Neither approach is wrong. But if you're building something visual—a frontend, a game, documentation with diagrams—the multimodal agents have a real workflow advantage right now.

The Obvious Opportunity

Claude needs to build an image generation model. Or at minimum, integrate one.

This isn't about feature parity for its own sake. It's about the natural evolution of what an AI coding assistant should be. Developers don't work in text-only environments. We generate diagrams, mockups, icons, screenshots, visual documentation. Having to exit the agent to do any of that is a seam in the experience.

OpenAI's Codex (at least in its CLI incarnation) has the same gap. They obviously have the image models internally—GPT-4 can generate images in ChatGPT. The question is whether they'll surface that capability in their coding tools.

My prediction: within the next six months, this capability gap will close. The pressure from Google's multimodal push will force it. The question is whether Claude and OpenAI will build native capabilities or just wire up API connections to existing models.

The former is better. When image generation is a first-class citizen of the model architecture—trained alongside code understanding—you get more coherent results. The model understands context across modalities rather than just shuttling text descriptions to a separate system.

Practical Implications (For Now)

If you're choosing an AI coding agent today and visual generation matters to your workflow:

Google Antigravity: Google's agent-first IDE with native Gemini integration. Image generation is baked in.
Gemini: Also has native multimodal capabilities. Worth evaluating for image-heavy workflows.
Claude Code: Superior reasoning and code quality, but plan on API scripting for images.
Codex CLI: Same situation. Strong text/code, no native images.

If your work is primarily backend, infrastructure, or text-based tooling, the multimodal gap might not matter much.
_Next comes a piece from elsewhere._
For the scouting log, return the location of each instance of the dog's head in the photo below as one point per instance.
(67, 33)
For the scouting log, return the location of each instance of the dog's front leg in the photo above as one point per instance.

The pure code agents are excellent at what they do.

But if you're building anything with a visual component, those seamless image generation moments add up. It's one of those capabilities that sounds like a gimmick until you need it—and then you really need it.

The Bigger Picture

We're watching AI coding tools differentiate along capability axes in real time. Some are going wide (multimodal everything). Some are going deep (best-in-class text reasoning). Eventually, the successful ones will need to do both.

For now, it's worth knowing where the gaps are. And if you're in an Antigravity or Gemini session and you need a quick banana to test something, you can just... ask for it.

That's genuinely nice.

Field notes from actual development sessions across multiple AI agents. Your mileage may vary depending on version, configuration, and whether you actually need nano bananas.